Левон Абгарович извлек из конверта письмо, заглянул в него:
— Владимир Демидович Сухарев.
— Никогда не слыхал. А ты?
— Гуманитарные науки и вообще философия, увы, всегда были вне моей компетенции. Доверимся лауреатам, отцам нации.
— Сколько они просят?
— Надо дать ровно столько, чтобы сумма произвела впечатление и на самих лауреатов, и на прочих философов с модными в верхних эшелонах власти идеями. Но можно и иначе, если посмотреть на вещи шире и с дальним прицелом, а именно — учредить ежегодную премию не менее чем в пятьдесят тысяч баксов за самую выдающуюся, требующую лишь мощной раскрутки идею помодней и пользующуюся спросом в верхах. Премия банка «Русское наследие». Или еще проще: Премия «Русского наследия». Ты представляешь, Кеша, — от возбуждения Левон Абгарович даже вспотел, — ты только представь себе: «Лауреат „Русского наследия“»!.. Звучит, как финал с колоколами из «Ивана Сусанина»! И вручать ее не у тебя в кабинете, а в нашем графском особняке, как только отреставрируем его.

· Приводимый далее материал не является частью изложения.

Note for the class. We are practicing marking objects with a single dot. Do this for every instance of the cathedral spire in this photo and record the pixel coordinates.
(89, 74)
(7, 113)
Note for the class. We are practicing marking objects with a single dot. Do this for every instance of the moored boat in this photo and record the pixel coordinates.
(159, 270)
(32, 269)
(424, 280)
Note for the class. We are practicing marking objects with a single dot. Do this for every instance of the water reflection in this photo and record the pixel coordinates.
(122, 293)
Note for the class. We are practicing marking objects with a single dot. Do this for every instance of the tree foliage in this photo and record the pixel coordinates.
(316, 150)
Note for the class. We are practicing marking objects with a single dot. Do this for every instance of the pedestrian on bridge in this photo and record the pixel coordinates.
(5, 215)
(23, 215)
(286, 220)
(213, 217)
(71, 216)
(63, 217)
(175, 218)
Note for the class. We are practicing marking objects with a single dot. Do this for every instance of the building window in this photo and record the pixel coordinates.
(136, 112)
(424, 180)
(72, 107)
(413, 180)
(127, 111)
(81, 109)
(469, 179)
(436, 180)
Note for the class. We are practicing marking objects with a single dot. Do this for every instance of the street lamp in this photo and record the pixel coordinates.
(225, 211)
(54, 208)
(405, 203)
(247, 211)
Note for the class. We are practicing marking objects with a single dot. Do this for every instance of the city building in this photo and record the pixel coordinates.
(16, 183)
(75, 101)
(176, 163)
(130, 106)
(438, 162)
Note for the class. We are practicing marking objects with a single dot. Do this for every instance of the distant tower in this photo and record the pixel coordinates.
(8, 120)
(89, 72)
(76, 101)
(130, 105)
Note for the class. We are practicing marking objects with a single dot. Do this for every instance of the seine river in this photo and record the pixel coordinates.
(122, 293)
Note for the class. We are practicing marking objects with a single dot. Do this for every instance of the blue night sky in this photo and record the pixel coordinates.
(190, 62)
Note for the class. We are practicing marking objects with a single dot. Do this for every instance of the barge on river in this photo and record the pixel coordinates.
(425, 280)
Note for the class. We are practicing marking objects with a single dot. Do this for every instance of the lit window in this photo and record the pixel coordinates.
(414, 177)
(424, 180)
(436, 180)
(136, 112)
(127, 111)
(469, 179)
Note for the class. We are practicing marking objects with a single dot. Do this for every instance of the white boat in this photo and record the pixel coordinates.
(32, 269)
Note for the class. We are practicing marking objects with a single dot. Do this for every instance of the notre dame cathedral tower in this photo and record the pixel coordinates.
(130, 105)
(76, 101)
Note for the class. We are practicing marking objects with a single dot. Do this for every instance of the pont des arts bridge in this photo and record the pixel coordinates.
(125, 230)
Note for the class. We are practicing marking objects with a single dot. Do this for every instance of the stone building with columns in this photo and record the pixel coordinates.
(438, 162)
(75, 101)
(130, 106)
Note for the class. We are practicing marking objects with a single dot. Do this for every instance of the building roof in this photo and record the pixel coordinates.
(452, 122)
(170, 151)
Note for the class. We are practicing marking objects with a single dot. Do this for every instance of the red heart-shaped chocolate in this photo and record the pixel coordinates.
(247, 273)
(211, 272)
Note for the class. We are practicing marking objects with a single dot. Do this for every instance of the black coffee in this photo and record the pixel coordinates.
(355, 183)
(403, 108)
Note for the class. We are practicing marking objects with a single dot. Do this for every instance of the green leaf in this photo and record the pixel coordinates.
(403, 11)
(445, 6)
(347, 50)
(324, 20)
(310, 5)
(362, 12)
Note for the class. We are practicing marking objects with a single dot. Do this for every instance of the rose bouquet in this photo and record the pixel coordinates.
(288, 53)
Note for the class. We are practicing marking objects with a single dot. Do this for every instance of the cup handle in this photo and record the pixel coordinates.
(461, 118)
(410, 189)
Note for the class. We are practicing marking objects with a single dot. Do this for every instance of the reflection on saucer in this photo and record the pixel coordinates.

И сделать его штаб-квартирой жюри Премии «Русского наследия», которое мы сколотим из тех же лауреатов. А по фронтону аршинными золотыми буквами: «Благотворительный фонд отечественной — а лучше бы даже „национальной“! — культуры банка „Русское наследие“»! И тогда никакие иваны ивановичи ивановы, никакие инкогнито не посмеют на него позариться. Интеллигенция стеной встанет! Я ведь именно об этом веду речь, а вовсе не о какой-то там премии. Ну как, Кеша?..
Иннокентий Павлович в который уже раз не мог не подивиться мгновенной сметке и рекламной сноровке своего заместителя.
— Для начала пригласи его к нам, — как можно равнодушнее и небрежнее сказал он.